En un giro que desnuda las flaquezas del legado chavista, el general Francis L. Donovan, jefe del Comando Sur de Estados Unidos, ha pisado suelo venezolano para imponer orden en un país sumido en el caos post-Maduro. Esta visita no es un mero formalismo diplomático, sino una imposición estratégica para ejecutar el plan de tres fases de Donald Trump, diseñado para rescatar a Venezuela de las garras del socialismo fallido. Pero surge la pregunta inevitable: ¿Dónde están los comunistas ahora? Figuras como Diosdado Cabello, otros voceros feroces del antiimperialismo, parecen haber mudado su retórica por un pragmatismo oportunista.
La visita inesperada del Comando Sur
El 18 de febrero de 2026, Donovan llegó a Caracas para reunirse con las autoridades interinas, marcando un hito en las relaciones bilaterales tras la caída de Nicolás Maduro. Según informes, el general se encontró con la presidenta encargada Delcy Rodríguez, el ministro de Defensa Vladimir Padrino López y el ministro del Interior Diosdado Cabello, con el fin de avanzar en una agenda de cooperación contra el narcotráfico, el terrorismo y la migración irregular. Un artículo de DW, subraya el compromiso de EE.UU. con la seguridad regional. Esta incursión militar-diplomática expone cómo Washington asume el control para corregir décadas de desgobierno izquierdista, priorizando la estabilidad antes que concesiones ideológicas.

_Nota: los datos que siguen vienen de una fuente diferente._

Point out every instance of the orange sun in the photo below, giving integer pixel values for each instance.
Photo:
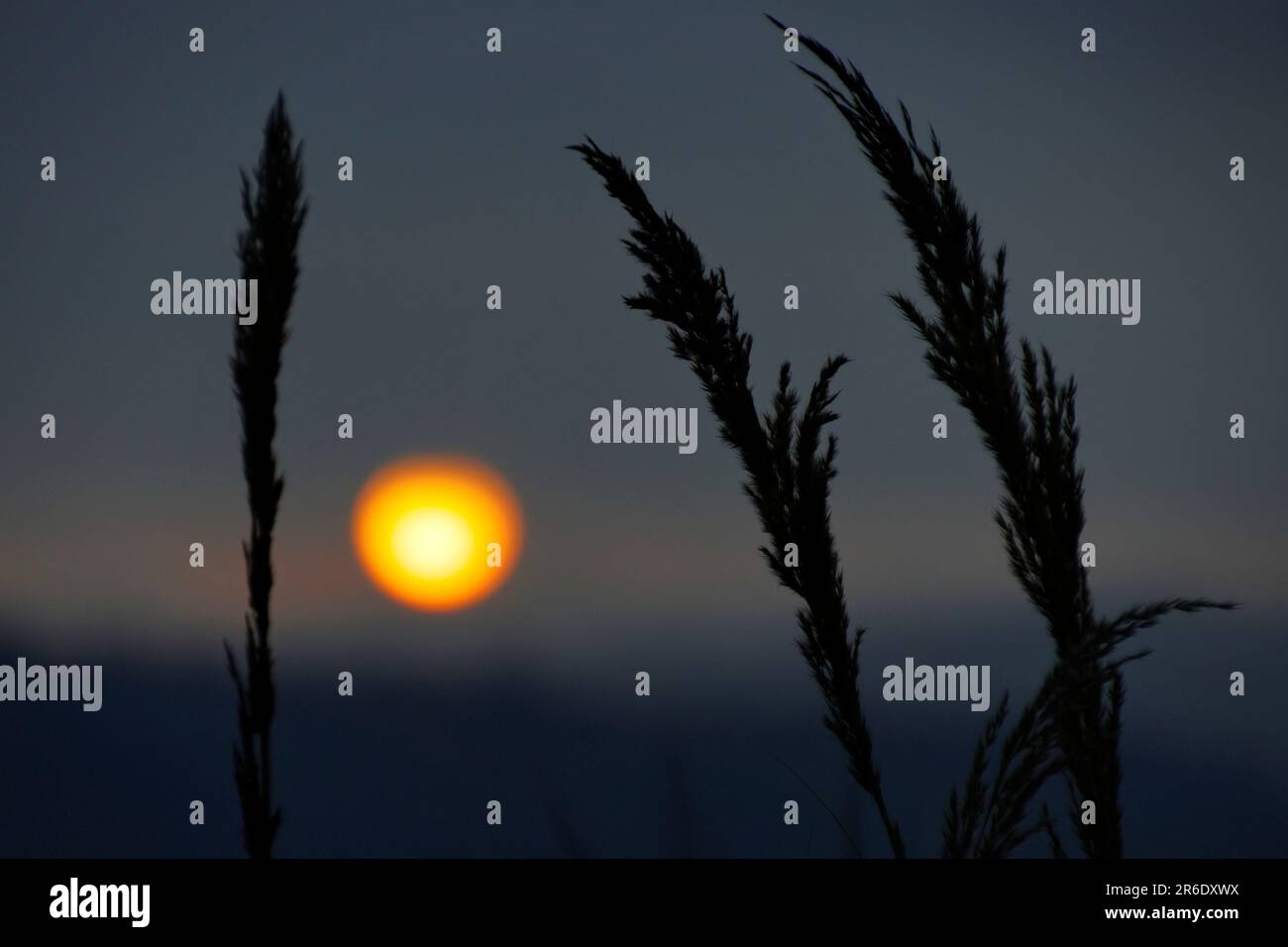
(437, 534)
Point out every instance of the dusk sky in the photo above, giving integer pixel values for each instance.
(1113, 165)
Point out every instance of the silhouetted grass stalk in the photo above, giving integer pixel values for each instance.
(789, 470)
(274, 213)
(1028, 425)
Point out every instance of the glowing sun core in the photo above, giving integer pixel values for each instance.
(437, 534)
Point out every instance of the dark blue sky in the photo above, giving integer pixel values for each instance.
(1106, 165)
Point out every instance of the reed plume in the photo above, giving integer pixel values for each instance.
(1029, 427)
(274, 210)
(787, 463)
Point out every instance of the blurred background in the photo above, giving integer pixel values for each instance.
(1111, 165)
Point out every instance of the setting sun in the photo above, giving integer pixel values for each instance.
(437, 534)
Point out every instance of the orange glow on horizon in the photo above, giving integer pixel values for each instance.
(424, 527)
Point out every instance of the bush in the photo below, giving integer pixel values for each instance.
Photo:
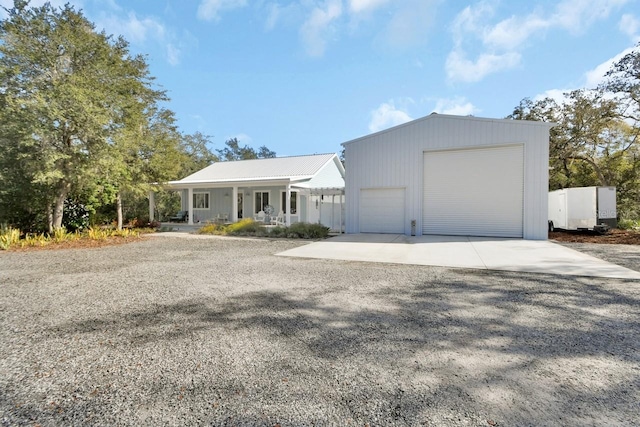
(629, 224)
(217, 229)
(8, 237)
(246, 227)
(303, 230)
(143, 223)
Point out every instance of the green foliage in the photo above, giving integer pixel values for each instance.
(628, 224)
(246, 227)
(79, 121)
(76, 216)
(216, 229)
(8, 237)
(302, 230)
(233, 151)
(597, 138)
(249, 227)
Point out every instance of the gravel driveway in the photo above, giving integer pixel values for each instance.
(218, 331)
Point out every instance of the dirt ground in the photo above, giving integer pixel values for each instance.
(615, 236)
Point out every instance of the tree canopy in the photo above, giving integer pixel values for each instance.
(233, 151)
(595, 141)
(82, 123)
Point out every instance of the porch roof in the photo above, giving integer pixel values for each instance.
(295, 169)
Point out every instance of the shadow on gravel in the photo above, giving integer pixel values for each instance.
(553, 347)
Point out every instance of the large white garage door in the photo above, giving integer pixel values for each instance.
(474, 192)
(382, 210)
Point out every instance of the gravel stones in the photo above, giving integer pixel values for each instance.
(219, 331)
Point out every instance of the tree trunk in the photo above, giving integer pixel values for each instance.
(58, 206)
(119, 210)
(50, 217)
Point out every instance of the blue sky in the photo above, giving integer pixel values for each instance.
(303, 76)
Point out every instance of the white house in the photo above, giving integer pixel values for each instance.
(305, 188)
(450, 175)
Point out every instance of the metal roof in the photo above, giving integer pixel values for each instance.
(295, 168)
(437, 116)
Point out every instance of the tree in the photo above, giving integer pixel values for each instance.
(199, 156)
(233, 151)
(595, 141)
(70, 98)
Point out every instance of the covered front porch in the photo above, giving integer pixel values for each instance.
(230, 203)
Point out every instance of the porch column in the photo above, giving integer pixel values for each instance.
(152, 205)
(234, 204)
(333, 208)
(288, 205)
(190, 205)
(340, 216)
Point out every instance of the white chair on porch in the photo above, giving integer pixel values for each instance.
(279, 220)
(259, 217)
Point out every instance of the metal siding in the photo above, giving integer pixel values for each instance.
(382, 210)
(394, 158)
(466, 193)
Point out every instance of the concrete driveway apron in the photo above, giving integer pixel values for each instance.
(534, 256)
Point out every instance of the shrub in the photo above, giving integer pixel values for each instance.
(303, 230)
(35, 240)
(218, 229)
(246, 227)
(629, 224)
(8, 236)
(143, 223)
(278, 232)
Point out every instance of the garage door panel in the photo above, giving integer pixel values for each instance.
(382, 210)
(474, 192)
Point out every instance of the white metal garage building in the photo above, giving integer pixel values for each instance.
(450, 175)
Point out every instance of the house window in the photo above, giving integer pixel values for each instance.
(294, 202)
(262, 200)
(201, 200)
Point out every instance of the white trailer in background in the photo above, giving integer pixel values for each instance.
(583, 208)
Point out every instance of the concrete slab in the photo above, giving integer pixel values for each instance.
(463, 252)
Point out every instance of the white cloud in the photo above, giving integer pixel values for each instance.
(319, 27)
(209, 10)
(458, 106)
(555, 94)
(132, 28)
(513, 32)
(459, 68)
(37, 3)
(145, 31)
(410, 24)
(596, 76)
(273, 14)
(630, 25)
(364, 6)
(387, 115)
(173, 54)
(577, 15)
(243, 139)
(470, 21)
(503, 41)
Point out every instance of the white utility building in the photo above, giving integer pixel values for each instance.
(450, 175)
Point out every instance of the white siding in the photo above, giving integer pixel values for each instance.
(394, 158)
(382, 210)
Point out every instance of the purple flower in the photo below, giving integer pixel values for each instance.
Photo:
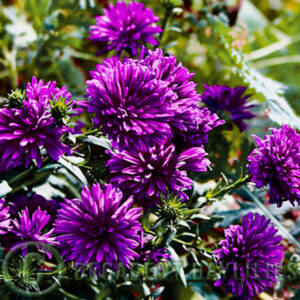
(251, 255)
(5, 219)
(276, 162)
(147, 100)
(57, 100)
(33, 227)
(123, 27)
(145, 172)
(148, 251)
(129, 103)
(229, 100)
(45, 92)
(24, 132)
(98, 229)
(32, 201)
(204, 122)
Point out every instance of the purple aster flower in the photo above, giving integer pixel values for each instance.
(251, 255)
(276, 162)
(33, 227)
(129, 103)
(57, 100)
(123, 27)
(147, 100)
(145, 172)
(97, 229)
(197, 134)
(229, 100)
(44, 92)
(5, 219)
(148, 251)
(23, 132)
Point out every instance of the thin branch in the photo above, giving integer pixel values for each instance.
(283, 43)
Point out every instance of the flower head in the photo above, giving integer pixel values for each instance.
(231, 100)
(98, 229)
(147, 100)
(125, 27)
(5, 219)
(45, 92)
(276, 162)
(145, 172)
(23, 132)
(32, 202)
(33, 227)
(251, 255)
(149, 252)
(129, 103)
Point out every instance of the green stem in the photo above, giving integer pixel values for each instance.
(276, 222)
(283, 43)
(169, 9)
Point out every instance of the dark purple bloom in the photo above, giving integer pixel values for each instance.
(5, 219)
(276, 162)
(24, 132)
(251, 255)
(145, 172)
(45, 92)
(229, 100)
(123, 27)
(98, 229)
(147, 100)
(197, 133)
(32, 201)
(148, 252)
(33, 227)
(129, 103)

El rol hipócrita de Diosdado Cabello
Diosdado Cabello, conocido por su retórica incendiaria contra el «imperialismo yanqui», ahora se sienta a la mesa con el enemigo que tanto denunció. En el pasado, Cabello amenazó con resistencia armada ante cualquier intervención estadounidense, pero en esta reunión histórica, participó activamente en discusiones sobre seguridad hemisférica. ¿Acaso esta postura no revela el oportunismo del chavismo? Cuando el poder se tambalea, los principios se disipan, dejando al descubierto una ideología hueca que prioriza la supervivencia sobre la coherencia.
El plan de tres fases de Trump: estabilización forzada
El núcleo de esta visita radica en el plan de tres fases impulsado por Donald Trump, que busca estabilizar Venezuela mediante etapas de seguridad inmediata, restauración institucional y recuperación económica. Donovan evaluó directamente su implementación, asegurando que el país se alinee con intereses hemisféricos estadounidenses. «El objetivo es garantizar la implementación del plan de tres fases del POTUS (presidente Donald Trump)», explica El Nacional en su cobertura detallada. Este enfoque pragmático, corrige el desorden socialista y prioriza la política real sobre utopías fallidas, invitando a un debate sobre si la intervención externa es el único antídoto contra regímenes autoritarios.
El silencio cómplice de los comunistas
Mientras Donovan dicta términos en Caracas, la izquierda internacional guarda un mutismo revelador. Aquellos que ayer marchaban contra el intervencionismo ahora evaden el escrutinio, permitiendo que el chavismo residual negocie con Washington sin protestas. Este silencio no es casualidad, sino una admisión tácita de fracaso: el comunismo se desmorona ante la presión real de potencias como EE.UU., cuestionando la viabilidad de ideologías que prometen igualdad pero entregan miseria.
Esta visita acelera la transición venezolana, pero también expone las contradicciones del socialismo. El contraste es brutal: de amenazas a negociaciones, el chavismo se rinde ante la evidencia de su obsolescencia.